The causes have been several: the number of visitors, whom in many cases the amount, has exceeded to which really it is possible to be supplied in many zones. The rating of facilities with which water is wasted, as they are the golf courses or the fresh water swimming pools and the city-planning mastication, etc. All this gets to affect the agricultural development and the ecological balance of the zone. • The lack of water can favor, in addition, the desertization. • Impoverishment and contamination of grounds: A great amount of originating substances of the human activity exists that, added to the ground, changes their chemical properties and they make it unproductive. Some of these urban substances like sweeping remainders, used oils, etc. are related to the tourist activity. The solid remainders as much as liquid, can include a great variety of chemical substances, that frequently pierce the ground and they not only contaminate this one if not that also the underground water bodies contaminate. Of this form the grounds stop being productive.

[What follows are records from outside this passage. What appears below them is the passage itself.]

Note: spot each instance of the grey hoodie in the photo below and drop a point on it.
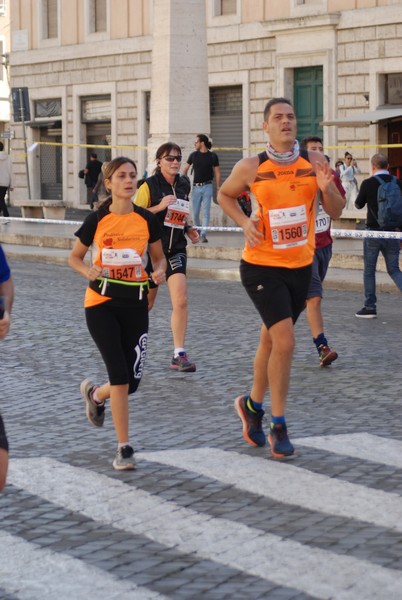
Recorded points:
(6, 170)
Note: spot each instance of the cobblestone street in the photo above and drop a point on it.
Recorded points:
(204, 515)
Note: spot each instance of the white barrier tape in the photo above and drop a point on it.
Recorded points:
(337, 233)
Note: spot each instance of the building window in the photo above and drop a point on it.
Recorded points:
(50, 19)
(96, 109)
(97, 16)
(227, 7)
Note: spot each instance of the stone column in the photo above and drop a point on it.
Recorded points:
(179, 94)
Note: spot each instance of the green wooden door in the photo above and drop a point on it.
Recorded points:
(308, 101)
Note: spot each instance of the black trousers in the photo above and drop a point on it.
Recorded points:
(3, 205)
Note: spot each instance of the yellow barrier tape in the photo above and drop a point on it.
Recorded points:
(220, 149)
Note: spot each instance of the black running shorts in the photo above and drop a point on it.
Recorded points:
(277, 293)
(177, 263)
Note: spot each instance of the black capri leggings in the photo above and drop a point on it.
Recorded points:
(121, 335)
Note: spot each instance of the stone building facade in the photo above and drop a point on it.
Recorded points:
(92, 75)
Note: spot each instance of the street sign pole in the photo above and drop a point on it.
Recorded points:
(25, 142)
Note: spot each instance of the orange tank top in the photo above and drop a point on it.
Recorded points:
(286, 211)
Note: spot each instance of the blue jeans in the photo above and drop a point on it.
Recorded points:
(201, 196)
(390, 251)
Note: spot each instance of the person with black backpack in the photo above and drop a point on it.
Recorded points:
(382, 193)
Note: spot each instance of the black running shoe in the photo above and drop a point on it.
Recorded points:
(279, 442)
(252, 422)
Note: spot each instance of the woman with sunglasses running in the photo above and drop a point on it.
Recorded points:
(166, 194)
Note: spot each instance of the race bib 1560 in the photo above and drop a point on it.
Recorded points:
(288, 226)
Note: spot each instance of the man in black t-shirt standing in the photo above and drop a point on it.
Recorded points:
(373, 246)
(205, 166)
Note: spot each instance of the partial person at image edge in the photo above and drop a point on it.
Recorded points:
(7, 299)
(205, 164)
(372, 247)
(276, 263)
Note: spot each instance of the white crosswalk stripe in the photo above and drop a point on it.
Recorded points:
(30, 572)
(365, 446)
(317, 572)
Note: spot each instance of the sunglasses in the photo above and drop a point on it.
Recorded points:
(172, 158)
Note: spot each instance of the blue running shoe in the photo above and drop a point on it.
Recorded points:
(252, 422)
(279, 442)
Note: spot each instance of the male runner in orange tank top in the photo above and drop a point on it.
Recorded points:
(276, 262)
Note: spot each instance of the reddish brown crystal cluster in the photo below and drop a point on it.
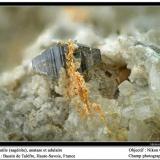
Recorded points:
(77, 87)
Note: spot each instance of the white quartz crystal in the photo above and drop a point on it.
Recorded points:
(34, 107)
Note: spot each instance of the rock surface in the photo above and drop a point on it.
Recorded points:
(126, 84)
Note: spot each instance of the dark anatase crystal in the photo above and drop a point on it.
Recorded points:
(53, 59)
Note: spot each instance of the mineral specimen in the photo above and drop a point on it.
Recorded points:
(53, 59)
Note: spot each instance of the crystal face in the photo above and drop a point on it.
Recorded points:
(53, 59)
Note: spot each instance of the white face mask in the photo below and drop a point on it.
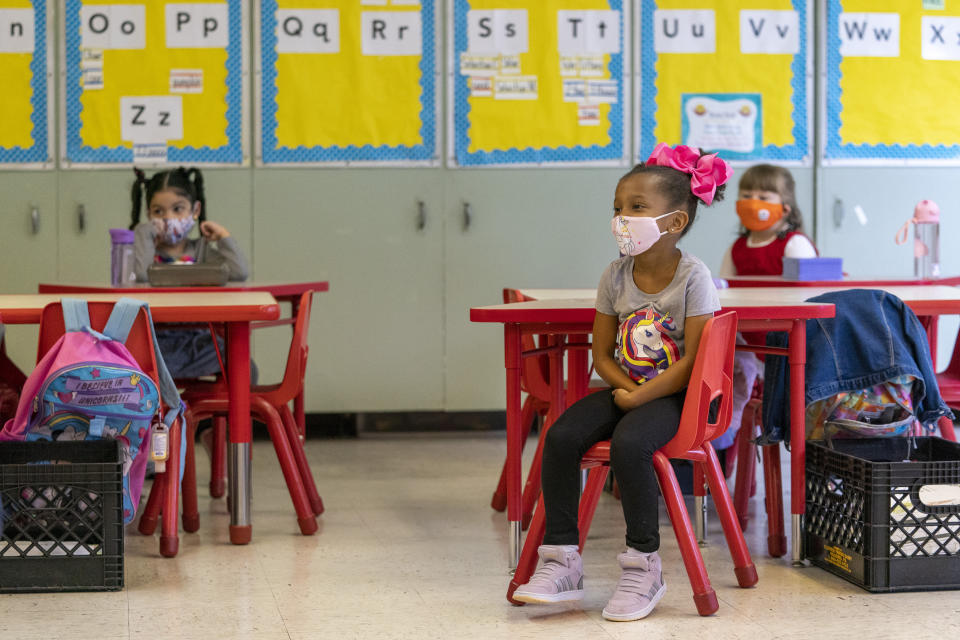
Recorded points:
(636, 234)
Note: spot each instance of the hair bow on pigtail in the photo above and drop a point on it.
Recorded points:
(707, 172)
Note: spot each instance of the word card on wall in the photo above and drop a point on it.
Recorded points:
(892, 82)
(732, 76)
(153, 82)
(347, 81)
(24, 75)
(537, 82)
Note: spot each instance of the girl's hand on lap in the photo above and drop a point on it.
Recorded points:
(625, 400)
(213, 231)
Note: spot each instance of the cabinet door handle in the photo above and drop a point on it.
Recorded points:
(421, 215)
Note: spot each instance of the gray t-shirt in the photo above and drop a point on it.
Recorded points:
(650, 337)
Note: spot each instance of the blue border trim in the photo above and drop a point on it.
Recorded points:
(755, 98)
(797, 151)
(835, 149)
(426, 150)
(231, 153)
(40, 149)
(461, 116)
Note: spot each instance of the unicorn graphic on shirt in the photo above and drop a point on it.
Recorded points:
(644, 345)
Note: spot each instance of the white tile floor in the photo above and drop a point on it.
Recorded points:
(409, 548)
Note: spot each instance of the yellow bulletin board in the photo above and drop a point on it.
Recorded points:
(347, 82)
(154, 82)
(733, 76)
(537, 82)
(892, 82)
(25, 69)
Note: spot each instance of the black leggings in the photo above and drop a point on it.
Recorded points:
(634, 437)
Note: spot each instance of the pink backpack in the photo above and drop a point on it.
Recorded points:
(88, 386)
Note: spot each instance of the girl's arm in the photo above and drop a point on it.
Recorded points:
(673, 378)
(144, 248)
(604, 341)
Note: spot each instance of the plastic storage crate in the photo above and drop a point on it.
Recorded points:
(865, 518)
(63, 520)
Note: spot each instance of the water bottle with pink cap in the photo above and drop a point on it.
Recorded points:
(926, 239)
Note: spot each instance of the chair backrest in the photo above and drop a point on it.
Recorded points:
(139, 341)
(293, 375)
(712, 378)
(953, 369)
(534, 371)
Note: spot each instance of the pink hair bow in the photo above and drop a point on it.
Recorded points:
(706, 172)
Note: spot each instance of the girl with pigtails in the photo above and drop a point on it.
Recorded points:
(175, 205)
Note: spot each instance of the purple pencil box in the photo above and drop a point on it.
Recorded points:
(813, 268)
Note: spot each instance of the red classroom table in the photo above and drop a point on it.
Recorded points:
(571, 312)
(234, 309)
(282, 291)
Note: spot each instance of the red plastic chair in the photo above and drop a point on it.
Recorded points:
(535, 382)
(712, 378)
(269, 404)
(949, 383)
(745, 486)
(534, 374)
(140, 345)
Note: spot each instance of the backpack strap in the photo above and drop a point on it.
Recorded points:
(118, 327)
(75, 314)
(121, 319)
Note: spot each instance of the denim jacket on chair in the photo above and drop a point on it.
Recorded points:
(874, 337)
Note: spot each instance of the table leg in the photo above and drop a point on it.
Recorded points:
(798, 433)
(238, 378)
(511, 350)
(578, 371)
(299, 414)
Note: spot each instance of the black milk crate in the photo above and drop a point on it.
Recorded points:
(866, 520)
(62, 516)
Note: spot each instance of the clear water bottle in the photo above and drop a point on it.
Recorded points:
(926, 239)
(121, 258)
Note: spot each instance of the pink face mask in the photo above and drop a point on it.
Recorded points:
(636, 234)
(176, 229)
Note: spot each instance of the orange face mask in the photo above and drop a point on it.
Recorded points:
(757, 215)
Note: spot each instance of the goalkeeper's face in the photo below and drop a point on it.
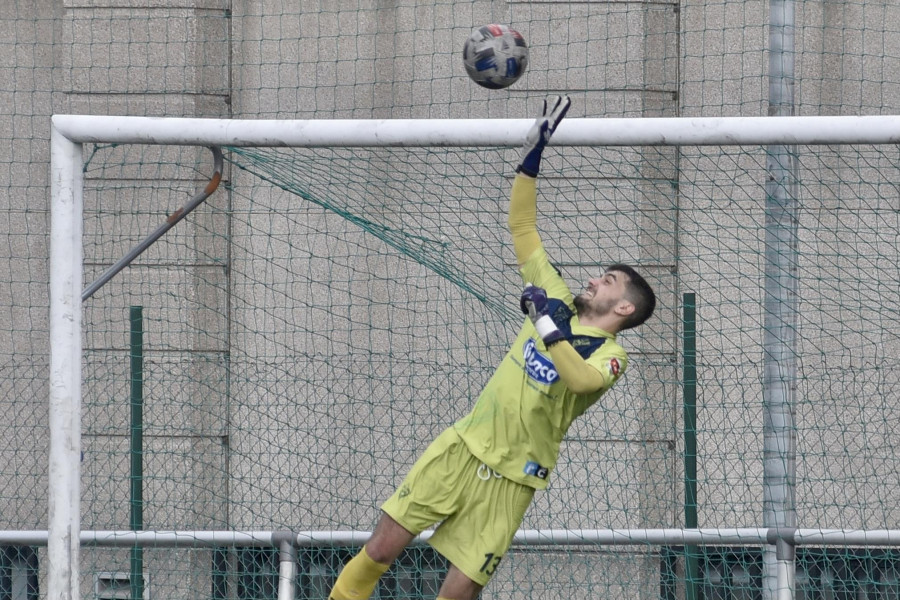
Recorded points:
(603, 295)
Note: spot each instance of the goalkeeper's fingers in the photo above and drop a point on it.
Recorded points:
(560, 108)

• Extinction of multiple species of the fauna: The performance of the tourism on the forest masses and the uncontrolled city-planning growth is, along with the hunting, the greater dangers for the fauna in many of the zones in which we found a diminution of species. In the sea, the wealth of fish is being seen seriously affected. In the Mediterranean, 60 % of residual waters still are spilled to the sea without a suitable treatment. The growth of the population in the coasts is impressive and to this growth it is necessary to add to him to the impact of the tourism and the second residences. Esteem that in high season in the Mediterranean will go of 135 million of 1990 up to 570 million in 2025. In order to avoid an ecological disaster in this zone of the world it is necessary to develop plans that go beyond the municipal expositions. Severe affectation of the flora: The massive presence of visitors in natural zones in the same way affects the flora that to the fauna. In some zones, the proliferation of sport activities (motorcycles, mountain bikes, vehicles all land, etc.) It causes serious problems of erosion of the ground that, inevitably, affects the flora.